Vladmir Putin has promoted a new general to take charge of Russia’s military campaign in Ukraine after a key strategic bridge in Crimea was damaged in an explosion.
General Sergey Surovikin will take total command of forces who have been largely forced into retreat by a Ukrainian counter attack.
It is believed the 18-mile long Kerch bridge in Crimea was targeted by Ukrainian special forces with the damage caused by explosives in a truck.
The attack on Saturday morning caused a section of the bridge, used to supply Russian troops in Ukraine by road and rail, to collapse into the water.
However, parts of the bridge have alearedy re-opened, according to the Russians who said three people died in the blast.
Surovikin, 55, is Moscow’s third senior military appointment in the space of a week as Putin attempts to re-boot his ‘special military’ operation which has led him lay claim to four Ukrainian regions with referendums dismissed as ‘sham’ by the West.
The change follows the reported sacking of the commanders of two of Russia’s five military regions this week, as its forces have suffered a series of dramatic reverses in northeastern and southern Ukraine in recent weeks.
Russia’s Defence Ministry did not reveal who Surovikin was replacing.
Surovikin, who is married and has three daughters, has led Russia’s Air and Space Forces since 2017.
He previously ran Russia’s campaign in Syria when Moscow intervened in 2015 to save Bashar al-Assad’s regime.
Surovikin led Russian forces in Syria and was has been accused of instigating the bombardement which destroyed much of the city of Aleppo. He was promoted to General of the Army in 2021 and over this summer was placed in charge of troops in southern Ukraine.
He has been slapped with sanctions by the EU for being “responsible for actively supporting and implementing actions and policies that undermine and threaten the territorial integrity, sovereignty and independence of Ukraine.”
Surovikin’s appointment comes as dissent over Putin’s running of the war has been hit by criticism from senior military figures and even from the President’s inner circle, according to intelligence reports in the US. The Washington Post reported that a Kremlin insider had directly confronted Putin over the flagging fortunes of the Russian war machine.
Meanwhile British intelligence officials have said that “diverse actors within the Russian system” have become critical of the military leadership following battlefield setbacks.

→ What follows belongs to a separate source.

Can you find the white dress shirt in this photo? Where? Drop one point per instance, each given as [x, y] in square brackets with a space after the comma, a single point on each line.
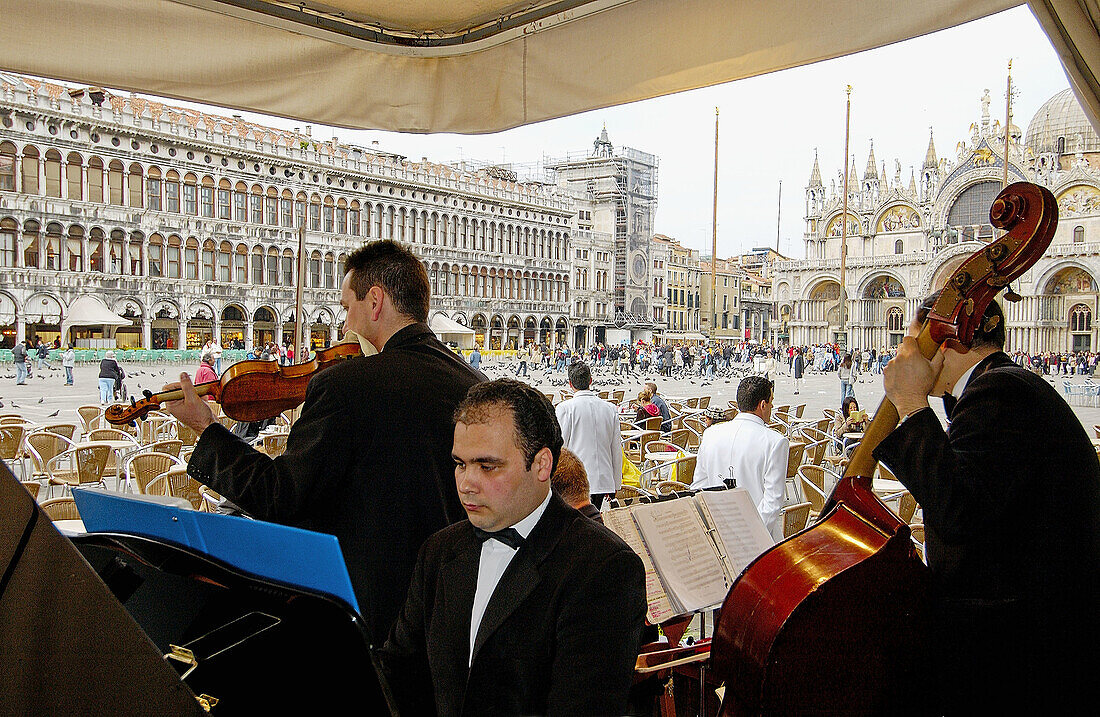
[590, 429]
[758, 458]
[494, 561]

The MoD said: “Following continued battlefield setbacks for Russia over the last two weeks, increasingly diverse actors within the Russian system have joined voices in criticism of the Russian MoD leadership.
Critics have included Chechen leader Ramzan Kadyrov, Wagner Group owner Yevgeny Prigozhin, state-approved TV presenters and pop star and a “vocal community of ultra-nationalistic military bloggers”, they added.
“Kadyrov and Prigozhin are likely being perceived as informal figure heads of a ‘pro-war’ bloc whose criticism hinges on arguments for greater state commitment and willingness to escalate.
“Both likely achieve some credibility based on the significant deployment of both Chechen and Wagner combat units on the ground.
“The criticism remains focused at the military high command rather than senior political leadership, but it does represent a trend of public voicing of dissent against the Russian establishment which is being at least partly tolerated and which will likely be hard to reverse.
The Ministry of Defence said Kyiv had captured and repurposed at least 440 Russian battle tanks and 650 armoured vehicles. The equipment seized Russian themselves have inadvertently become one of the main sources of military hardware for the Ukrainian counter-offensive.
Russia has claimed as Russian the territories of Luhansk, Donetsk, Zaporizhzhia and Kherson even though it does not have military control over them in entirety and is losing ground and falling back to new defensive lines.